Met al deze woorden is de tijd en ons leven niet doorgrond of begrepen. Wat ik erover zei was slechts een leidraad: een vingerwijzing over de manier waarop je met de tijd en het leven kunt omgaan. Prediker doet dat ook. Aan het eind van zijn opsomming over de tijden die er zijn om te baren, te sterven en te doden, maakt hij de balans op van de ondoorgrondelijkheid van de werken van God. Hij verwoordt dit als volgt.
Welk voordeel heeft de mens van alles wat hij met zijn gezwoeg tot stand brengt? Ik heb gezien dat het een kwelling is, die hem door God wordt opgelegd. God heeft alles wat er is de goede plaats in de tijd gegeven, en ook heeft hij de mens inzicht in de tijd gegeven. Toch kan de mens het werk van God niet van begin tot eind doorgronden. Ik heb vastgesteld dat voor de mens niets goeds is weggelegd, behalve vrolijk te zijn en van het leven te genieten.
Want wanneer hij zich aan eten en drinken te goed doet en geniet van het goede dat hij moeizaam heeft verworven, is dat een geschenk van God. Alles wat God doet, zo heb ik vastgesteld, doet hij voor altijd. Daar is niets aan toe te voegen, daar is niets van af te doen.

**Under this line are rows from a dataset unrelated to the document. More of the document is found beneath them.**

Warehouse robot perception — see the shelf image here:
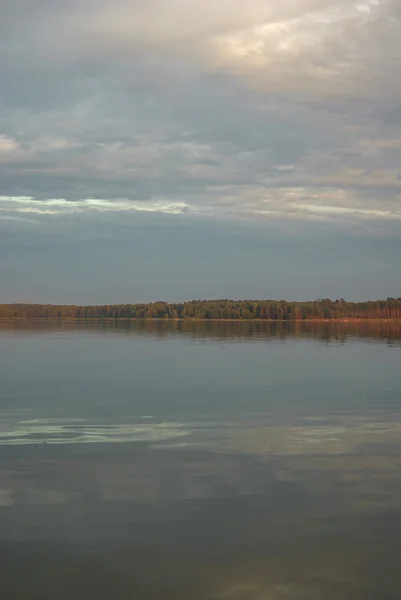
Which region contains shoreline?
[0,317,401,323]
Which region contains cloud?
[0,0,401,295]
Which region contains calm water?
[0,322,401,600]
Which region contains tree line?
[0,298,401,321]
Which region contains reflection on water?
[0,319,401,343]
[0,322,401,600]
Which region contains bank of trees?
[0,298,401,321]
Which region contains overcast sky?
[0,0,401,303]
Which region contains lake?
[0,321,401,600]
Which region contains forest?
[0,298,401,321]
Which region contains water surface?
[0,321,401,600]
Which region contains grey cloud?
[0,0,401,295]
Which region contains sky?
[0,0,401,304]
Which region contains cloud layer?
[0,0,401,300]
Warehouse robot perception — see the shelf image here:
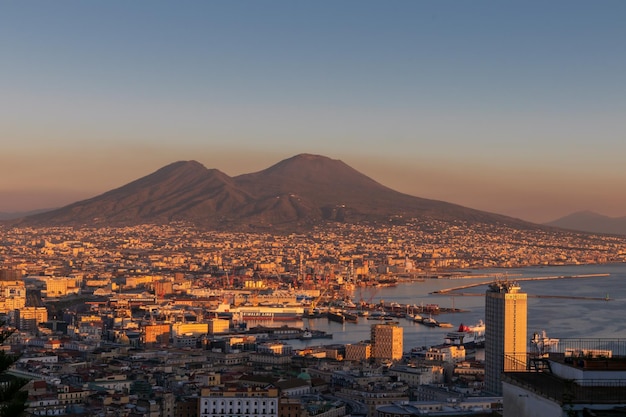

God doet het zo opdat wij ontzag voor hem hebben. Wat er is, was er lang: wat zal komen, is er altijd al geweest. God haalt wat voorbij is altijd weer terug.
Prediker stelt zich bescheiden op waar het de inspanningen van de mens betreft. Zijn gezwoeg levert geen voordeel op, het past de mens daarom beter om te aanvaarden dat alles op goede plaats door God in de tijd is gegeven en in plaats van te zwoegen zonder voordeel is het verstandig als de mens geniet van het leven en alle goede dingen die dat leven brengt.
In de praktijk is dat voor mensen niet zo'n eenvoudige opgave, want ze worden afgeleid door alle raadgevingen die ze ontvangen uit de cultuur waarin ze leven. Als je al die raadgevingen zou opvolgen, hou je geen seconde meer over om eens stil te staan bij de vraag hoe je zelf tegen het leven aankijkt en hoe je dat leven ook anders zou kunnen leiden dan je nu doet. Je wordt een opgejaagd mens, dat zich struikelend naar de zoveelste stip aan de horizon begeeft.
Zo moeten we er niet in staan. De levensbeschouwing van Prediker geeft geen verklaringen, want ook bij hem blijft het werk van God ondoorgrondelijk. Prediker geeft een manier om met dat leven om te gaan en die manier is: gebruik je wijsheid en je inzicht om te beseffen dat alles betrekkelijk is en er in wezen nooit iets nieuws onder de zon is, ook al doen de mensen steeds alsof dat wel zo is. Dan krijg je ruimte om te genieten van het goede dat er in je leven is.